Ask the Dietitian: Managing Halloween Candy

halloween_candy_MF

Halloween candy can become overwhelming by the end of trick-or-treating!

Halloween is such a fun holiday.  The costumes, the parties, laughing at with friends…oh, and the CANDY!   When I was a kid we totally walked the entire neighborhood – we walked streets we never walked otherwise.  If we were lucky, we got to walk more than one neighborhood.  Getting a huge load of candy was definitely the goal, but it was just as much fun being with my friends and family.  At the end of the evening of trick-or-treating, I would pour out my huge pile of loot and search through for my favorites, categorize the candy, and take inventory.  What, you didn’t do that?  Then, it would usually go into my Mom’s giant yellow Tupperware bowl and go to live on top of the refrigerator for the next 10 months.  Every once in a while, I would dig in to have a treat, but since it was out of sight it was also out of mind.  I’m sure that I overindulged sometimes, but I don’t remember that.  I also don’t remember many guardrails around sugary foods.  Now, I have a major sweet tooth.  But I’ve always been pretty ok with a few bites of whatever sweet thing I want to eat and then being done.

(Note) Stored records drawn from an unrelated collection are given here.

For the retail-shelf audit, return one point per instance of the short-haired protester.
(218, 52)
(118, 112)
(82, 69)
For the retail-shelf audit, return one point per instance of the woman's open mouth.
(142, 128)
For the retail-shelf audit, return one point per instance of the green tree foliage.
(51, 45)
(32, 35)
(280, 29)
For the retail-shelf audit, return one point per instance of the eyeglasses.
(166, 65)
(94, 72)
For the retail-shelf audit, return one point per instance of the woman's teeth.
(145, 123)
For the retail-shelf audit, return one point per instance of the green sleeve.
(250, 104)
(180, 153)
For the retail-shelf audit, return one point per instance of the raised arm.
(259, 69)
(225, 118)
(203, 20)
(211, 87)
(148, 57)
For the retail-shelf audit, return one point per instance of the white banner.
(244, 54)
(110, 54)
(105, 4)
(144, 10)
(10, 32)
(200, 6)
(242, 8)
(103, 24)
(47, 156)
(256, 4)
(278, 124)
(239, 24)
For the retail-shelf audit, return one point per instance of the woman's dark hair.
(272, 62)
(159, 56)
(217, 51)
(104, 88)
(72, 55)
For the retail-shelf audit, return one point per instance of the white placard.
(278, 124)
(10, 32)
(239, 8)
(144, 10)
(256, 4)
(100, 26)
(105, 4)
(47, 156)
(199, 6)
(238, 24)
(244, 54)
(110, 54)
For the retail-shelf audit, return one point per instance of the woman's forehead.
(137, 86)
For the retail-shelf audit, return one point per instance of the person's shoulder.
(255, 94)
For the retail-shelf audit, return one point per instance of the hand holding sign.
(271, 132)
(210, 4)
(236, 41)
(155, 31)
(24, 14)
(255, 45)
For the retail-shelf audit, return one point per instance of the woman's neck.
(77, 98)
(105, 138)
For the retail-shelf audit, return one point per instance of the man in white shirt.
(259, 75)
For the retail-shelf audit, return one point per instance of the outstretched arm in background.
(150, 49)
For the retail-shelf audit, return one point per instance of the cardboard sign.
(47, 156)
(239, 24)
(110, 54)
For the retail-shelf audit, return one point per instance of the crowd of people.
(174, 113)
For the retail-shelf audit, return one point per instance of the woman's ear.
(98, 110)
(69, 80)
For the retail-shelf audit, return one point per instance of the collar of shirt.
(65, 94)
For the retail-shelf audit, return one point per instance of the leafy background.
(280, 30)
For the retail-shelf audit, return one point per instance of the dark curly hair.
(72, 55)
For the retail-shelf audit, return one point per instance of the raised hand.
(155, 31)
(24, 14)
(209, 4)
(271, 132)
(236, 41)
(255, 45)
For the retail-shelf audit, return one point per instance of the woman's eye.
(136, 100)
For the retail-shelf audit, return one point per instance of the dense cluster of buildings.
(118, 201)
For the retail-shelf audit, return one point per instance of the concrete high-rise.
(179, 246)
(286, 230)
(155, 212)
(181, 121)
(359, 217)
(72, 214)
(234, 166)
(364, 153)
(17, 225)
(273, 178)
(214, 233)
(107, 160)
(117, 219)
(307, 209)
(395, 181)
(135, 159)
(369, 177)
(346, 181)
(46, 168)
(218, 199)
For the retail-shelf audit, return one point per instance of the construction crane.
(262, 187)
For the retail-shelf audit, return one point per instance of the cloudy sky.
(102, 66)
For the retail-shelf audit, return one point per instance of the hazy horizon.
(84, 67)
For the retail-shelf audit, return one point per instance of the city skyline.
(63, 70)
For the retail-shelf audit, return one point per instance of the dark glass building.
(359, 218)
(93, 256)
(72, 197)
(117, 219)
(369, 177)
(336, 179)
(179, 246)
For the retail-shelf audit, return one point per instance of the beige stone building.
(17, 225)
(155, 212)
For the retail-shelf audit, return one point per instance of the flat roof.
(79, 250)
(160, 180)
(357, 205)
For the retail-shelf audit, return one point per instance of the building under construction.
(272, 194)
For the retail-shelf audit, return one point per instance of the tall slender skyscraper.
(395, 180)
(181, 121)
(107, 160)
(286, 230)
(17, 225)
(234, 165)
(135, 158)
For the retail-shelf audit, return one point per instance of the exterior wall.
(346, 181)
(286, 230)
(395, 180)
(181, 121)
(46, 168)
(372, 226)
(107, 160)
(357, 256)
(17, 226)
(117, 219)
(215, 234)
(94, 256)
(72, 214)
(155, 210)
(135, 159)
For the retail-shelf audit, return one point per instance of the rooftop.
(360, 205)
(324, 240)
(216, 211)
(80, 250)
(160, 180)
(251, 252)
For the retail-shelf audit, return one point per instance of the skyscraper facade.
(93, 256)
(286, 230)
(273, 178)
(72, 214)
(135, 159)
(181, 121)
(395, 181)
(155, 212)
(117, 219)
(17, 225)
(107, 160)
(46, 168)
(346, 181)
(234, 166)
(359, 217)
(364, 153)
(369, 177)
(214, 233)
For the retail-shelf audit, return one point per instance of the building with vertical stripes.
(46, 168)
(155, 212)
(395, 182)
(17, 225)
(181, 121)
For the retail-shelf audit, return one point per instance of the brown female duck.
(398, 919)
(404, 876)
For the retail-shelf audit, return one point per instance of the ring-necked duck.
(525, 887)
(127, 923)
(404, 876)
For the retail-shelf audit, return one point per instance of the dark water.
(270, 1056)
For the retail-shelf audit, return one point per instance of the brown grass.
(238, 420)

Now that I’m a mom, I’m trying to figure out how I’m going to manage this issue with my kiddo.  I don’t really want to have a giant bowl of candy on top of the fridge.  Here are some fun ways that I’ve seen and that I may try in future years.  Fortunately, this year he’s only 2, so trick-or-treating will have to wait a bit longer.  Hooray!

shipping boxes

How about sending that candy along with a sweet note to our servicemen and women?

  • After your child chooses some of his favorite to enjoy or save for later, package up the leftover candies and send them off to soldiers around the world with care packages that include other favorite comforts from home, such as personal care items, a hand-drawn picture, and a note to say “Thank you for your service.”  Teaching your kiddo about moderation with sweets, but also about gratitude, sacrifice, and patriotism is a great way to make something great out of all that sugar.
  • Trade candy for toys.  Allow the kiddo to pick some of his favorite candies out to enjoy that night and later if desired.  Then, the rest of the candy goes for trade to get a toy he has been looking forward to receiving – essentially purchasing it.  This is a fun way to teach about simple economics.
  • Again, allow the kiddo to have some of her favorite treats.  Then, put away the remaining candy and then dole it out a little at a time as sweets are allowed.  Just think – you won’t have to buy candy again for a long while!

How do you handle all that candy on Halloween night?